Dayton Daily News

Thousands of fugitives can now buy guns

Names purged from no-purchase list amid FBI-ATF spat.

- By Sari Horwitz

— Tens of thousands WASHINGTON of people wanted by law enforcemen­t officials have been removed this year from the FBI criminal background check database that prohibits fugitives from justice from buying guns.

The names were taken out after the FBI in February changed its legal interpreta­tion of “fugitive from justice” to say it pertains only to wanted people who have crossed state lines.

What that means is that those fugitives who were previously prohibited under federal law from purchasing firearms can now buy them, unless barred for other reasons.

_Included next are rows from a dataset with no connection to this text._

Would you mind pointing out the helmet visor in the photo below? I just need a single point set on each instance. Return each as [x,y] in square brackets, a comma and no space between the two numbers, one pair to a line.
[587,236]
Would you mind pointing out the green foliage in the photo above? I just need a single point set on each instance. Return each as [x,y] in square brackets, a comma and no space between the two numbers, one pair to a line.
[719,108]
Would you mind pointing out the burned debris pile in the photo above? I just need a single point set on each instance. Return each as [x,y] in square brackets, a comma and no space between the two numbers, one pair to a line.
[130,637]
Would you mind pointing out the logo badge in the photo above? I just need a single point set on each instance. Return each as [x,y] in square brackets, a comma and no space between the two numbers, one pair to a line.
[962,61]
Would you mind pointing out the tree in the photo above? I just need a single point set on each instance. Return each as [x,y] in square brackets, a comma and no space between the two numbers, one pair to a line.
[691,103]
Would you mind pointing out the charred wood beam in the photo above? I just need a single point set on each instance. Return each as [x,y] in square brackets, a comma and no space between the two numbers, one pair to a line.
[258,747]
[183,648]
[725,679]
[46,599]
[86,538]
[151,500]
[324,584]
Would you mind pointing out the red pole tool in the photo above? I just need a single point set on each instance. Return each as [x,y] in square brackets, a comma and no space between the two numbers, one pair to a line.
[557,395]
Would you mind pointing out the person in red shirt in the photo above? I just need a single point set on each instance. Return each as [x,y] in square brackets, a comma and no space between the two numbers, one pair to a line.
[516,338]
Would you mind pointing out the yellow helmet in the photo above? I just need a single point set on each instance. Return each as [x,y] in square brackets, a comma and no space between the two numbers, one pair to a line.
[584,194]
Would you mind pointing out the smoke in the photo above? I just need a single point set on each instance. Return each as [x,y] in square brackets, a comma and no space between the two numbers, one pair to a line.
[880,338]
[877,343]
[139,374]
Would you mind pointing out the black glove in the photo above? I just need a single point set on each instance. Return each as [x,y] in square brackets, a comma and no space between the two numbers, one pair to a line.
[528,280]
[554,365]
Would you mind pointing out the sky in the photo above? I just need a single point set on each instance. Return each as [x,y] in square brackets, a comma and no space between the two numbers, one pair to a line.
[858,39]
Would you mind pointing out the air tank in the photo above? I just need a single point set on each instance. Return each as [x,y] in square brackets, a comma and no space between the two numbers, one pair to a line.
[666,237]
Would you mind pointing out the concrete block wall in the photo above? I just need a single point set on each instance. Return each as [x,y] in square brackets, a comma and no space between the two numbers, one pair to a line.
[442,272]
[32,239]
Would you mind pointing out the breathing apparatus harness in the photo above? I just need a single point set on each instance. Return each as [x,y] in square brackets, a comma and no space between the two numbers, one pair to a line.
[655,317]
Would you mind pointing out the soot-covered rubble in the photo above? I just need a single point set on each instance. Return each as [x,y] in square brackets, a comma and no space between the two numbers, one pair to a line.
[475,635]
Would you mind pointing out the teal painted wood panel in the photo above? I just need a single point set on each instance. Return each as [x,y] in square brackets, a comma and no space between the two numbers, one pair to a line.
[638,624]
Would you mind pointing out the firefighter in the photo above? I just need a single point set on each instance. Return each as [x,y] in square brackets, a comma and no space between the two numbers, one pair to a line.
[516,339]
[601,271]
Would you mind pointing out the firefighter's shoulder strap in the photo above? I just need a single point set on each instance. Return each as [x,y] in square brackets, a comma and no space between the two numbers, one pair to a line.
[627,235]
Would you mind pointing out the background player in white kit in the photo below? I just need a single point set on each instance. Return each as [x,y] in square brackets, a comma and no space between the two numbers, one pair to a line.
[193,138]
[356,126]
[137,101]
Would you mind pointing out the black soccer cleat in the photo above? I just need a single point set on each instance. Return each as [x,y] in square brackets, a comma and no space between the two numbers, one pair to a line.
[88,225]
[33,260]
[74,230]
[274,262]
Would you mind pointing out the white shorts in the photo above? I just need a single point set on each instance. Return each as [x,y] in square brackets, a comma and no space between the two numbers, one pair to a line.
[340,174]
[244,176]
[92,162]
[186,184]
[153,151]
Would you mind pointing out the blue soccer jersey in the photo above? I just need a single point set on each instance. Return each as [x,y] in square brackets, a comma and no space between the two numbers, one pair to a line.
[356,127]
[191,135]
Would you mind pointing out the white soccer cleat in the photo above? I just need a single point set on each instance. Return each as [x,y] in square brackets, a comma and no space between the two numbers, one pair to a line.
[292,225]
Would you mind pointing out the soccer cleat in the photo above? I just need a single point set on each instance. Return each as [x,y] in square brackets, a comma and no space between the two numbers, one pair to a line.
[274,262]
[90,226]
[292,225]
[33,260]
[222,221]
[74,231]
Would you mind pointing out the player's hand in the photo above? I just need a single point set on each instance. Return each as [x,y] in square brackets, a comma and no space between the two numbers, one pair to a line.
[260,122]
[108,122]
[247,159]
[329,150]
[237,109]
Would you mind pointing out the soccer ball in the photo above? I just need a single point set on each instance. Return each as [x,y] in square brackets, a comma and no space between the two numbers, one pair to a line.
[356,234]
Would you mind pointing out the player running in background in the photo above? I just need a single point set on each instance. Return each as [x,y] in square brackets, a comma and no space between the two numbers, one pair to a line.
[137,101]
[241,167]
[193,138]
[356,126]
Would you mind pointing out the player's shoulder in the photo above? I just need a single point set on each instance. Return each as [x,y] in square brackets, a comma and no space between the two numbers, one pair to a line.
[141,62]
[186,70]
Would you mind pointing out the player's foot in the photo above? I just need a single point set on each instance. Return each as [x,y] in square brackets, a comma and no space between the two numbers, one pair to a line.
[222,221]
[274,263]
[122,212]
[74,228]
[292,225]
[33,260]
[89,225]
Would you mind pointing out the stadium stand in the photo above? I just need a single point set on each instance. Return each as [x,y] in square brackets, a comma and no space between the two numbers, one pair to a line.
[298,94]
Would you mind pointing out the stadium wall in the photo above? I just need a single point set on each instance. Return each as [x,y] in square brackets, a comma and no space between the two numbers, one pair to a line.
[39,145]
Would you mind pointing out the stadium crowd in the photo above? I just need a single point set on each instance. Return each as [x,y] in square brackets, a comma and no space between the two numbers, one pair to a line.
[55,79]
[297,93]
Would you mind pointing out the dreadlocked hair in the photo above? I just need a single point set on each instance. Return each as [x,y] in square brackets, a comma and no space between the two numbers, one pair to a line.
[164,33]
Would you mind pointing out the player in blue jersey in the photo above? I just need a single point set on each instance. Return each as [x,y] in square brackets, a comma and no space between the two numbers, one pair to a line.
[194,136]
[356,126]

Since the National Instant Criminal Background Check System (NICS) was created in 1998, the background check system has prevented 1.5 million people from buying guns, including 180,000 denials to people who were fugitives from justice, according to government statistics.

It is unclear how many people may have bought guns since February who previously would have been prohibited from doing so.

Attorney General Jeff Sessions sent a memo Wednesday to the FBI and the Bureau of Alcohol, Tobacco, Firearms and Explosives instructin­g them to take several steps to improve NICS.

The system, he said, is “critical for us to be able to keep guns out of the hands of those ... prohibited from owning them.”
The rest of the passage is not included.